Em reportagem para o Valor Econômico, Rafael Souto é entrevistado e fala sobre como fazer a gestão de erros como fator chave para a inovação dentro das empresas. Ele acredita que, mesmo quando adota o discurso de incentivo à inovação, a maioria das empresas ainda é pouco tolerante ao erro na prática.

Em 2018, os funcionários da farmacêutica Sanofi foram convidados a participar de uma votação curiosa: escolher o maior erro cometido dentro da companhia no ano anterior. Organizado pela própria empresa, o concurso recebeu 22 candidaturas a “erro do ano” e teve votos de 184 funcionários. Os ganhadores – uma equipe de uma das marcas de medicamentos que tentou promover, pela primeira vez, distribuição de amostras para médicos, mas na pressa descobriu que o processo disponível não era adequado – levaram para casa prêmios simbólicos, entre eles um “valecoragem”, que representava a aprovação por parte da empresa de que a equipe, apesar do erro, agiu certo.
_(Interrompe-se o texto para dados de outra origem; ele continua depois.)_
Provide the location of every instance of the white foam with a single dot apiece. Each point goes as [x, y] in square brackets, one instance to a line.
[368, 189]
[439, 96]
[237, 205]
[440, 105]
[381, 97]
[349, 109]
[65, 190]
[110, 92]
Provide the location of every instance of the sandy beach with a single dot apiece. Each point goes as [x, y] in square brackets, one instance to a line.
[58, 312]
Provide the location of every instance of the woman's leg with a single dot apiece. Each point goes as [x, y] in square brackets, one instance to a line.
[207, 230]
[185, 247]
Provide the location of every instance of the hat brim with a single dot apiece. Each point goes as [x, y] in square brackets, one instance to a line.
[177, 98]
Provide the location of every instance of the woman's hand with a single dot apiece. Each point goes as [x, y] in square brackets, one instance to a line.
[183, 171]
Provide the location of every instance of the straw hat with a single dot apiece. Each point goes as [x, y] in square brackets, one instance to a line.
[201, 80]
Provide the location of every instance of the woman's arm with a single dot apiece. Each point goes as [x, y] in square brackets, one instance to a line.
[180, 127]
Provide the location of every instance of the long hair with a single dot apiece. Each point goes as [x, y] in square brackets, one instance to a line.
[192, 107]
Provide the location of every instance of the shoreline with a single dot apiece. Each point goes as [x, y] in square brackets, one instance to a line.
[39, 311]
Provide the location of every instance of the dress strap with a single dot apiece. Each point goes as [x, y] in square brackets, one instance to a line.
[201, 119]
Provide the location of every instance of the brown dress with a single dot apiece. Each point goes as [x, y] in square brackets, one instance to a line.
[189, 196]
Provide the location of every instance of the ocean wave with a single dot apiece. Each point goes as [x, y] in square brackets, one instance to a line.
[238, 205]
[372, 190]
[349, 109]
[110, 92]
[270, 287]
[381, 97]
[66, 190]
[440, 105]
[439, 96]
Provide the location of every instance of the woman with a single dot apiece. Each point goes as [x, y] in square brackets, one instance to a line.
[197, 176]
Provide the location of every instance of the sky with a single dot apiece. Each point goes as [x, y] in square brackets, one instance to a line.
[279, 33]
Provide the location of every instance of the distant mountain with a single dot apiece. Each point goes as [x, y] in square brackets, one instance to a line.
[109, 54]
Nos últimos anos, muitas companhias deram início a uma corrida para promover mais inovação internamente e assim sobreviver em um mundo marcado pelo desenvolvimento rápido da tecnologia e pela chegada de novos players aos mais variados mercados. Criação de áreas de inovação, parcerias com startups, mudanças para espaços de coworking, tentativas de transformar a cultura e uma sopa de letrinhas de novos jargões importados do Vale do Silício tomaram conta do discurso de altos executivos. Mas em um mundo corporativo avesso a erros, muitas companhias esbarraram, assim como os funcionários da Sanofi, em uma das características mais comuns aos processos de inovação: antes de acertar, é preciso experimentar, testar e, por consequência, errar.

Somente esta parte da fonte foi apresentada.